CS 203 - Lab 12 - Fall 2001


Lafayette College > Department of Computer Science > CS 203 > Labs > Lab #12

Summary

For this lab you will write a short program in IJVM assembly language.

Instructions

Write an IJVM program that asks the user to enter two numbers and prints the product of those two numbers. The code to perform the multiplication must be in a method invoked with the INVOKEVIRTUAL instruction. You may assume that the numbers entered are both positive. Extra credit will be given for correctly computing the result when one or both inputs are negative.

You may test your program using my IJVM interpreter and IJVMException.class. To run your assembled program (see the assembler instructions below), use a command like java IJVM myprogram.ijvm -- replace myprogram.ijvm with the name of your program. To allow you to debug your IJVM programs, my interpreter can be run in trace mode. In trace mode, my interpreter will, after each instruction, display the value of PC, SP, LV, and contents of the stack. To run my interpreter in trace mode, specify trace as the second argument. For example, to trace the squaring program from the last lab, enter java IJVM square.ijvm trace.
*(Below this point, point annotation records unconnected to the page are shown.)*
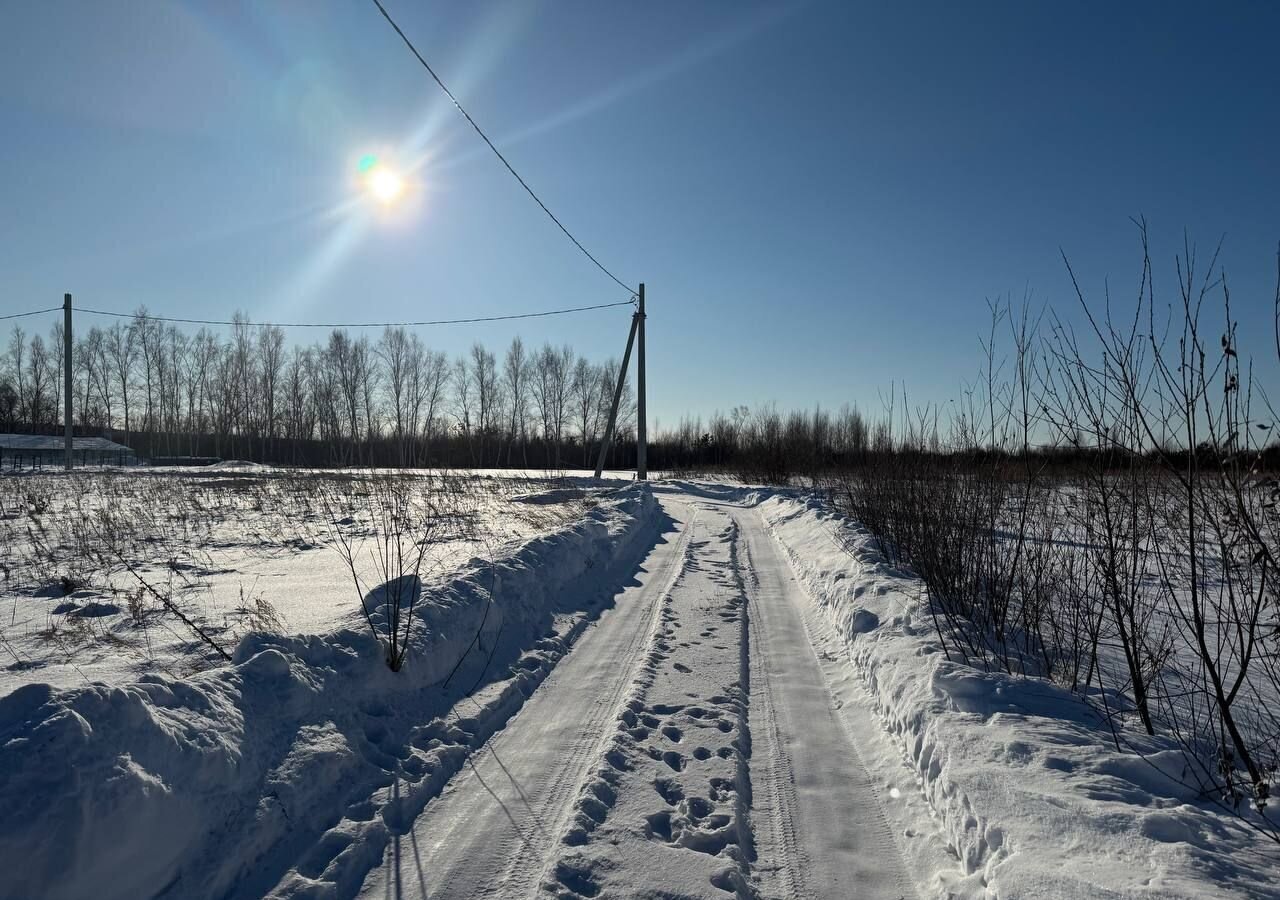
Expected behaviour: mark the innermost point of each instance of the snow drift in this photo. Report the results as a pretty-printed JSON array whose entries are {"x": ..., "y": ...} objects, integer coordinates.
[
  {"x": 215, "y": 785},
  {"x": 1025, "y": 785}
]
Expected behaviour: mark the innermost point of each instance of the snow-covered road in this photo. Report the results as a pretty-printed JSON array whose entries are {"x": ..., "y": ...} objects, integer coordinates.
[{"x": 689, "y": 745}]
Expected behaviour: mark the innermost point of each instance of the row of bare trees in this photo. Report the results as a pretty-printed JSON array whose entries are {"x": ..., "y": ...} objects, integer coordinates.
[
  {"x": 1104, "y": 511},
  {"x": 248, "y": 393}
]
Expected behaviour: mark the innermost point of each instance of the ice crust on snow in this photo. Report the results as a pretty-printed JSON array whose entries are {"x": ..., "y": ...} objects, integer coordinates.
[
  {"x": 214, "y": 785},
  {"x": 1020, "y": 775}
]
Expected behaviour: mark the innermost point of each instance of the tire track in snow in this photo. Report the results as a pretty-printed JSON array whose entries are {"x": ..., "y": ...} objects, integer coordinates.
[
  {"x": 776, "y": 770},
  {"x": 654, "y": 816},
  {"x": 501, "y": 813},
  {"x": 831, "y": 830},
  {"x": 531, "y": 858}
]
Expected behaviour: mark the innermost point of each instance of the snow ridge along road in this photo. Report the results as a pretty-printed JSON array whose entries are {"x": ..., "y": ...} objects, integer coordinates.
[
  {"x": 490, "y": 830},
  {"x": 688, "y": 747}
]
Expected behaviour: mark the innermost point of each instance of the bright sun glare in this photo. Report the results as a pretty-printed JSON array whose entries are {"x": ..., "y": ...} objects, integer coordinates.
[{"x": 385, "y": 184}]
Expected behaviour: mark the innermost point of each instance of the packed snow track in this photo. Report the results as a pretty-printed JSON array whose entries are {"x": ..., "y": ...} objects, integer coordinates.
[{"x": 686, "y": 747}]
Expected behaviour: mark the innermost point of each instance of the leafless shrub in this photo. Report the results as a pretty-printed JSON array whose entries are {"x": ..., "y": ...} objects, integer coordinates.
[{"x": 384, "y": 526}]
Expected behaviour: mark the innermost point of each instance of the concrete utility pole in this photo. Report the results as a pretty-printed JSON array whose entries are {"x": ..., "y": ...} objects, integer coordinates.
[
  {"x": 641, "y": 421},
  {"x": 67, "y": 375},
  {"x": 636, "y": 325}
]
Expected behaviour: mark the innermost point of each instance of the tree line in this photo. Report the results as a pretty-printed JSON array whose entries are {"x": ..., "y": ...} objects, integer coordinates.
[{"x": 347, "y": 400}]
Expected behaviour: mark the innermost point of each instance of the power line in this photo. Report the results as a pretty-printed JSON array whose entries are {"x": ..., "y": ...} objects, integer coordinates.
[
  {"x": 497, "y": 152},
  {"x": 342, "y": 324},
  {"x": 33, "y": 313}
]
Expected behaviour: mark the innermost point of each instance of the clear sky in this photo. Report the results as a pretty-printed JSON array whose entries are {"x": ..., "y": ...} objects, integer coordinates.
[{"x": 819, "y": 196}]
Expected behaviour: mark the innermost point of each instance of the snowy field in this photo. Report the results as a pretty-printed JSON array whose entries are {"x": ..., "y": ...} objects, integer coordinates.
[
  {"x": 679, "y": 690},
  {"x": 87, "y": 557}
]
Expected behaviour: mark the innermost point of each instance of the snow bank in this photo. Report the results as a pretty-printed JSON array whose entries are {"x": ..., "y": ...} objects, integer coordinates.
[
  {"x": 211, "y": 786},
  {"x": 1027, "y": 787}
]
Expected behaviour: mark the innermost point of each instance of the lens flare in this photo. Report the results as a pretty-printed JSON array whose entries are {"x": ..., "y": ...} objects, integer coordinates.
[
  {"x": 380, "y": 181},
  {"x": 385, "y": 186}
]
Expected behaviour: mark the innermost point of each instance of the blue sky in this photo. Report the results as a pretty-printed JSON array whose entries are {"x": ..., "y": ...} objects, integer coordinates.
[{"x": 819, "y": 196}]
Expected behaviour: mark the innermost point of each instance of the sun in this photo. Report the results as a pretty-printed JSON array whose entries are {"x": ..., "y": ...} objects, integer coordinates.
[
  {"x": 383, "y": 182},
  {"x": 385, "y": 186}
]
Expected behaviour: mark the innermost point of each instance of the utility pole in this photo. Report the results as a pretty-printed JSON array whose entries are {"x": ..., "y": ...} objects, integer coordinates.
[
  {"x": 641, "y": 424},
  {"x": 641, "y": 432},
  {"x": 67, "y": 377},
  {"x": 617, "y": 396}
]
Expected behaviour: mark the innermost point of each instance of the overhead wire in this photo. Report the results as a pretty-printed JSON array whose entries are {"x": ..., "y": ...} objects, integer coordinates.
[
  {"x": 342, "y": 324},
  {"x": 498, "y": 152},
  {"x": 33, "y": 313}
]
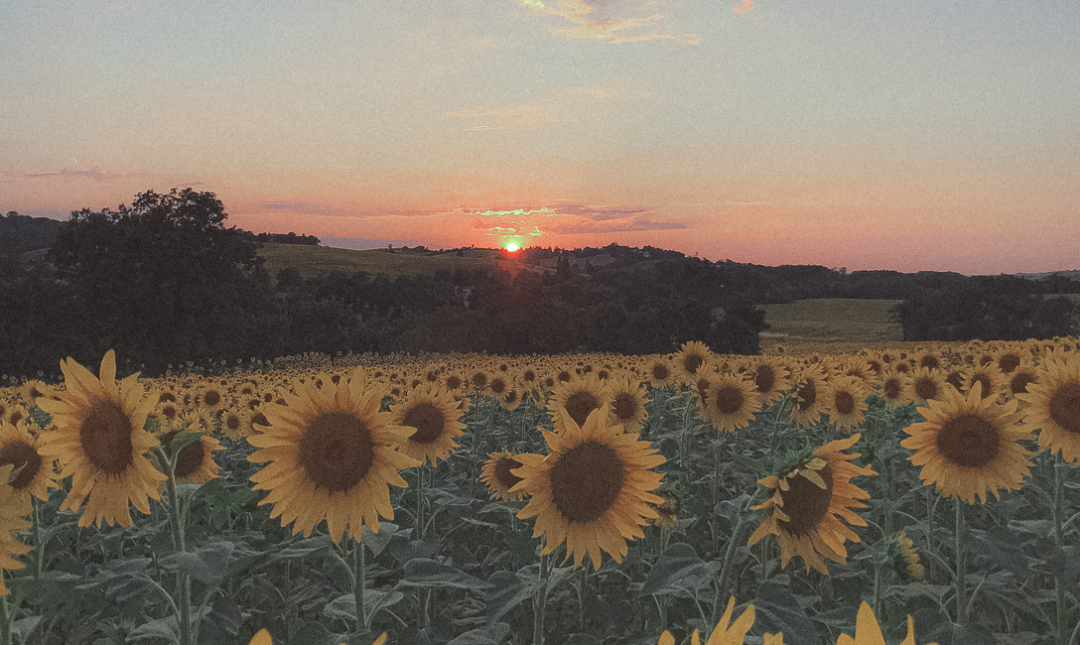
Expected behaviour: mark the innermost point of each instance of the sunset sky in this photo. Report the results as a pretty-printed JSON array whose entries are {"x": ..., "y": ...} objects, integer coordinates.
[{"x": 868, "y": 134}]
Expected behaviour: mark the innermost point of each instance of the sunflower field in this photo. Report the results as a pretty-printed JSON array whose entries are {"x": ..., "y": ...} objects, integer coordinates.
[{"x": 916, "y": 493}]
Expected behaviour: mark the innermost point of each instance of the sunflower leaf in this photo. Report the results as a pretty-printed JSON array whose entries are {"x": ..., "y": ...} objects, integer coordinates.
[
  {"x": 421, "y": 572},
  {"x": 678, "y": 570}
]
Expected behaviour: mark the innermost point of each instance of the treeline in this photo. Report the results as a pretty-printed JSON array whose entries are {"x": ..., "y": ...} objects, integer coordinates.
[{"x": 163, "y": 281}]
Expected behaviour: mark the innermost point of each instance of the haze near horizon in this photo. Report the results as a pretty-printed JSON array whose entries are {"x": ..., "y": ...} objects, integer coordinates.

Construct your input files using my IJVM Assembler, for which you need the following five files: IJVMAssembler.class; Instruction.class; InstructionTable.class; Symbol.class; and SymbolTable.class. The IJVM Assembler takes as input an IJVM assembly language file and produces a file that can be used as input to the IJVM interpreter. The names of the files are given on the command line, so to assemble the file age.src and put the resulting code in age.ijvm, you would issue the command java IJVMAssembler age.src age.ijvm.

The IJVM assembly language file consists of a series of IJVM instructions written using the mnemonics given on page 222, execpt we omit WIDE and add the following.

Opcode Mnemonic Description
1 IPRINT pop the top value off the stack and print it to standard output
2 IREAD read an integer from standard input and push it on the stack
3 SPRINT "string" print string to standard output
4 HALT stop execution of the virtual machine
(Note that there is no IMUL instruction; your code must perform multiplication by repeated addition.)

For example, the following is the code for a program that asks the user to enter an age and then outputs a message depending on that age.

 SPRINT "How old are you?\n"
 IREAD

 DUP
 BIPUSH 18
 ISUB
 IFLT novote

 DUP
 BIPUSH 21
 ISUB
 IFLT nodrink

 SPRINT "You are old enough to vote and drink.\n"

:end
 HALT

:novote
 SPRINT "You can't vote and you can't drink.\n"
 GOTO end

:nodrink
 SPRINT "You can vote but you can't drink.\n"
 GOTO end
Note that for branch instructions, we can specify labels in the assembly code. Methods begin with a line specifying the name of the method, the number of parameters it takes (the unused OBJREF paremeter counts), and the number of local variables it uses. Examples of programs that use methods are in square.src and nim.src.

The IJVM Assembler is very picky about the syntax of the source code file. Please adhere to the following guidelines (and note that error messages from the assembler are not always helpful):

Assignment (due Monday, November 26th at 11:59pm)
Submit your code by attaching it to an e-mail. To send multiple files, attach them all individually to a single e-mail (no tar or pkzip archives, please).